At Putney, it was delightful to see the range of early children’s books selected by children’s librarian Ferelith Hordon, from fairytales to Enid Blyton and many, many more. Ferelith is a font of knowledge on children’s books and also shared some of her own memories, while it was also very interesting to hear memories and comments from the audience. Special thanks to Ferelith and to Diane Norman who brought in a few of her own books, such as Heidi (see image below). It was also a good chance to talk about the memories we’ve gathered through the project’s interviews, of children’s books ranging from The Hungry Caterpillar and Alice in Wonderland to Blyton’s (the most frequently recalled books, by about half of the people we talked to, were Blyton’s). In particular, I talked about how people remember scenes of reading at least as much as the content of what they read, as where Alison Barton remembered her dad theatrically reading Alice, and Sandra Newnham recalls sitting on the bus with her nana and a board book. We also took a look at Strewwelpeter (translated Shock Headed Peter), a book recalled by Johanna Williams, who rightly describes it as ‘very gruesome’: its moralistic stories include the boy who sucked his thumbs and had them cut off.

Pic of Heidi

Diane Norman with Heidi and photograph of herself as a child with the book.

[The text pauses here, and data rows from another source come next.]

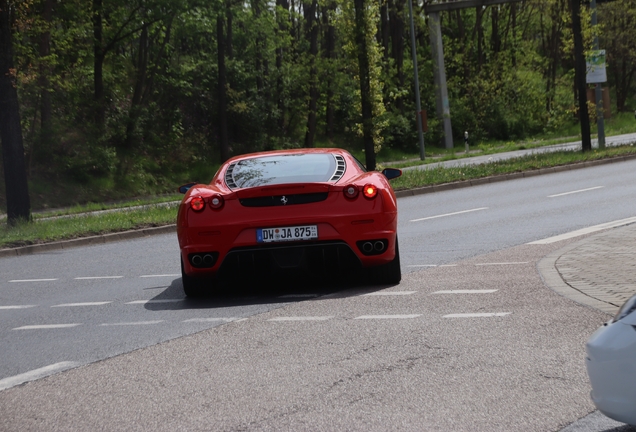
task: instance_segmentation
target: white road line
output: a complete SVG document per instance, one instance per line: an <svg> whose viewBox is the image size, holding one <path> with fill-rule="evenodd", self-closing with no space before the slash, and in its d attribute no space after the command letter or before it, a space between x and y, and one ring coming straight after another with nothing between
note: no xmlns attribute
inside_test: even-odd
<svg viewBox="0 0 636 432"><path fill-rule="evenodd" d="M90 280L90 279L121 279L123 276L82 276L74 278L75 280Z"/></svg>
<svg viewBox="0 0 636 432"><path fill-rule="evenodd" d="M435 291L433 294L491 294L498 290L442 290Z"/></svg>
<svg viewBox="0 0 636 432"><path fill-rule="evenodd" d="M157 300L135 300L126 304L156 304L156 303L178 303L183 299L157 299Z"/></svg>
<svg viewBox="0 0 636 432"><path fill-rule="evenodd" d="M378 291L375 293L363 294L363 296L390 296L390 295L411 295L415 294L417 291Z"/></svg>
<svg viewBox="0 0 636 432"><path fill-rule="evenodd" d="M232 321L238 321L242 318L235 318L235 317L230 317L230 318L190 318L187 320L183 320L182 322L216 322L216 321L221 321L221 322L232 322Z"/></svg>
<svg viewBox="0 0 636 432"><path fill-rule="evenodd" d="M267 321L327 321L333 318L333 316L321 316L321 317L278 317L271 318Z"/></svg>
<svg viewBox="0 0 636 432"><path fill-rule="evenodd" d="M41 324L41 325L30 325L30 326L22 326L16 327L13 330L48 330L48 329L57 329L57 328L71 328L77 327L79 323L75 324Z"/></svg>
<svg viewBox="0 0 636 432"><path fill-rule="evenodd" d="M574 238L574 237L579 237L585 234L590 234L593 232L597 232L597 231L602 231L604 229L608 229L608 228L616 228L619 226L623 226L623 225L629 225L631 223L636 222L636 217L631 217L631 218L627 218L627 219L621 219L621 220L617 220L614 222L607 222L604 224L600 224L600 225L594 225L588 228L583 228L580 230L576 230L576 231L572 231L569 233L565 233L565 234L561 234L558 236L554 236L554 237L548 237L545 238L543 240L537 240L537 241L533 241L530 243L526 243L526 244L550 244L550 243L556 243L558 241L561 240L567 240L570 238Z"/></svg>
<svg viewBox="0 0 636 432"><path fill-rule="evenodd" d="M57 279L16 279L9 282L50 282Z"/></svg>
<svg viewBox="0 0 636 432"><path fill-rule="evenodd" d="M156 320L156 321L132 321L132 322L121 322L121 323L104 323L104 324L100 324L100 326L102 327L106 327L106 326L120 326L120 325L153 325L153 324L159 324L163 322L163 320Z"/></svg>
<svg viewBox="0 0 636 432"><path fill-rule="evenodd" d="M420 218L420 219L412 219L410 222L419 222L419 221L423 221L423 220L437 219L437 218L440 218L440 217L455 216L455 215L458 215L458 214L471 213L471 212L480 211L480 210L488 210L488 207L480 207L480 208L471 209L471 210L463 210L463 211L454 212L454 213L446 213L446 214L443 214L443 215L429 216L429 217Z"/></svg>
<svg viewBox="0 0 636 432"><path fill-rule="evenodd" d="M51 307L75 307L75 306L103 306L105 304L112 303L112 301L108 302L85 302L85 303L62 303L59 305L53 305Z"/></svg>
<svg viewBox="0 0 636 432"><path fill-rule="evenodd" d="M0 391L24 384L25 382L35 381L36 379L53 375L56 372L62 372L67 369L78 367L80 364L81 363L77 362L59 362L39 369L33 369L32 371L24 372L19 375L3 378L0 380Z"/></svg>
<svg viewBox="0 0 636 432"><path fill-rule="evenodd" d="M558 196L571 195L573 193L579 193L579 192L587 192L587 191L590 191L590 190L601 189L602 187L604 187L604 186L595 186L593 188L579 189L579 190L572 191L572 192L563 192L563 193L560 193L560 194L548 195L548 198L555 198L555 197L558 197Z"/></svg>
<svg viewBox="0 0 636 432"><path fill-rule="evenodd" d="M506 316L512 312L492 312L492 313L474 313L474 314L450 314L444 315L444 318L490 318L495 316Z"/></svg>

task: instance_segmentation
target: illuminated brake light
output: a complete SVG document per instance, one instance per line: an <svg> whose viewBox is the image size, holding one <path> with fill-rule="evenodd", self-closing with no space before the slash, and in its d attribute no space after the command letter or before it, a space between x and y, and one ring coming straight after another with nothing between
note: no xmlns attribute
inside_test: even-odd
<svg viewBox="0 0 636 432"><path fill-rule="evenodd" d="M354 185L345 186L343 192L347 198L353 199L358 196L358 188Z"/></svg>
<svg viewBox="0 0 636 432"><path fill-rule="evenodd" d="M375 198L378 194L378 188L372 184L364 185L363 193L367 198Z"/></svg>
<svg viewBox="0 0 636 432"><path fill-rule="evenodd" d="M205 200L202 197L194 197L190 200L190 208L194 211L201 211L205 208Z"/></svg>
<svg viewBox="0 0 636 432"><path fill-rule="evenodd" d="M220 209L221 207L223 207L223 197L221 195L214 195L213 197L210 198L210 207L212 207L215 210Z"/></svg>

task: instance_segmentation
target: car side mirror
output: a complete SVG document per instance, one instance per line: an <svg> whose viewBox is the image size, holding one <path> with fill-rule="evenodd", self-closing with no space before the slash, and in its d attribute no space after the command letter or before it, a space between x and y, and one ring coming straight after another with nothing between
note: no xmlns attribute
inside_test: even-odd
<svg viewBox="0 0 636 432"><path fill-rule="evenodd" d="M187 191L189 191L189 190L190 190L190 188L191 188L192 186L194 186L195 184L197 184L197 183L196 183L196 182L194 182L194 183L187 183L187 184L184 184L184 185L182 185L182 186L179 186L179 189L177 189L177 191L178 191L179 193L186 193L186 192L187 192Z"/></svg>
<svg viewBox="0 0 636 432"><path fill-rule="evenodd" d="M392 180L401 176L402 170L399 170L397 168L384 168L382 170L382 174L384 174L384 177L386 177L387 179Z"/></svg>

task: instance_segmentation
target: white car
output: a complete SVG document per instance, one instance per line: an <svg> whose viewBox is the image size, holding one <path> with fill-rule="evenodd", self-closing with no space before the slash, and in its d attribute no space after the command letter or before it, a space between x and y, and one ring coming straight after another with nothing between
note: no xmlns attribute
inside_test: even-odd
<svg viewBox="0 0 636 432"><path fill-rule="evenodd" d="M586 365L598 410L636 426L636 295L588 340Z"/></svg>

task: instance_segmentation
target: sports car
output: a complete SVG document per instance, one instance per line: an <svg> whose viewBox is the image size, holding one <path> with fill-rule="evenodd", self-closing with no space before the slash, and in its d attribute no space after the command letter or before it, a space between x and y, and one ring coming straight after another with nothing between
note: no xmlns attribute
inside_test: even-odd
<svg viewBox="0 0 636 432"><path fill-rule="evenodd" d="M586 348L592 402L607 417L636 426L636 295Z"/></svg>
<svg viewBox="0 0 636 432"><path fill-rule="evenodd" d="M234 157L210 184L189 183L177 216L183 289L204 294L219 277L360 269L401 279L398 169L367 171L345 150L295 149Z"/></svg>

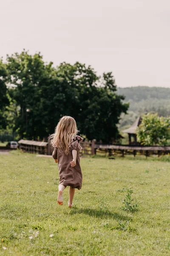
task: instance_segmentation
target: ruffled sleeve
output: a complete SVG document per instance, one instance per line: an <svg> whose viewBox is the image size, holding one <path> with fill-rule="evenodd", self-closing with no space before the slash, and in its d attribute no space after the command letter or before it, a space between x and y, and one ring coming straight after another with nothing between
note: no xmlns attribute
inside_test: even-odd
<svg viewBox="0 0 170 256"><path fill-rule="evenodd" d="M54 149L52 154L52 156L54 159L57 159L57 148L54 148Z"/></svg>
<svg viewBox="0 0 170 256"><path fill-rule="evenodd" d="M83 140L83 138L76 135L72 139L71 143L69 146L69 149L71 152L73 149L79 151L82 149L79 143Z"/></svg>

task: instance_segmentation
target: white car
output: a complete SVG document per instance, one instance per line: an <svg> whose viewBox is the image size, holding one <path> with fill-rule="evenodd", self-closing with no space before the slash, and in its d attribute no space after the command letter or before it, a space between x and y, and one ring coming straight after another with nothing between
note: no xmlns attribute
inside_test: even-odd
<svg viewBox="0 0 170 256"><path fill-rule="evenodd" d="M9 141L6 145L9 146L10 148L17 148L18 144L16 141Z"/></svg>

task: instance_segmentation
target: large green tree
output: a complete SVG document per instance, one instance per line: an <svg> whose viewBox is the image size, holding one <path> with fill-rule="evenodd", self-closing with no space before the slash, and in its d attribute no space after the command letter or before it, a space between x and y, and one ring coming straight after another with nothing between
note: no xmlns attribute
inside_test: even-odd
<svg viewBox="0 0 170 256"><path fill-rule="evenodd" d="M7 72L6 65L0 59L0 129L5 128L7 122L4 115L6 108L9 104L6 85Z"/></svg>
<svg viewBox="0 0 170 256"><path fill-rule="evenodd" d="M116 94L111 73L100 78L90 66L79 62L55 68L40 53L25 51L7 61L9 93L17 110L14 129L21 137L47 137L65 115L75 119L89 140L110 142L117 137L116 124L128 105Z"/></svg>
<svg viewBox="0 0 170 256"><path fill-rule="evenodd" d="M159 116L157 113L144 115L137 132L142 145L166 145L170 139L170 118Z"/></svg>

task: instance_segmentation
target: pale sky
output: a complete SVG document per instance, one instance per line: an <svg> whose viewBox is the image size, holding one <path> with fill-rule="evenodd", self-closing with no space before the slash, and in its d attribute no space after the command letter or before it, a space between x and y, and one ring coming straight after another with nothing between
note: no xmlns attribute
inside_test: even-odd
<svg viewBox="0 0 170 256"><path fill-rule="evenodd" d="M0 56L76 61L118 87L170 87L170 0L0 0Z"/></svg>

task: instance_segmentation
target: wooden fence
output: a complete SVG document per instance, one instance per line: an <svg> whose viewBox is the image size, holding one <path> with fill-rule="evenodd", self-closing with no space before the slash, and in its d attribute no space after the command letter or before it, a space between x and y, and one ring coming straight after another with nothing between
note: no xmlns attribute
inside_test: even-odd
<svg viewBox="0 0 170 256"><path fill-rule="evenodd" d="M50 145L50 141L47 142L21 140L18 141L20 148L24 152L37 153L42 154L51 155L54 148ZM80 145L82 148L80 151L80 156L100 154L108 155L111 157L116 154L144 154L146 157L150 154L162 154L170 153L170 146L141 146L135 145L122 145L102 144L96 143L96 140L91 142L82 141Z"/></svg>
<svg viewBox="0 0 170 256"><path fill-rule="evenodd" d="M133 154L134 156L137 153L148 157L150 154L162 154L170 153L170 146L141 146L135 145L95 144L95 154L108 153L109 156L116 154L121 154L124 157L125 154Z"/></svg>
<svg viewBox="0 0 170 256"><path fill-rule="evenodd" d="M19 148L24 152L36 153L42 154L47 154L48 142L20 140L18 142Z"/></svg>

At Balham there was much enthusiasm for libraries! We have found that people value libraries as public spaces as well as sources of books (as reported in earlier blost posts on this website; see below). Libraries have helped people to get through difficult periods of childhood, for example, while they provide places to study, enabling older children and young adults to get the grades and opportunities they hoped for. They provide spaces for individuals to have some quiet time to think but also social spaces for reading groups to meet, and our discussion led into Alison Barton’s (librarian and book group facilitator) wonderful observations about reading groups, not least how different people experience books very differently according to their life experiences, and how peoples’ initial reactions to a book can be completely changed by what others say about it. It was also fantastic to hear the discussion amongst everybody who came along, to hear a range of memories and thoughts about libraries, including Pat Kahn’s childhood memory of living across the road from a library which offered her a hugely exciting sense of independence, freedom and discovery.

I will next be writing a post to contribute to the Libraries Taskforce website (now posted here). We are keen to use all this material to help support the case for libraries and to inform how libraries continue in future.

Thanks again for all your contributions, and also to those who have commented on various posts.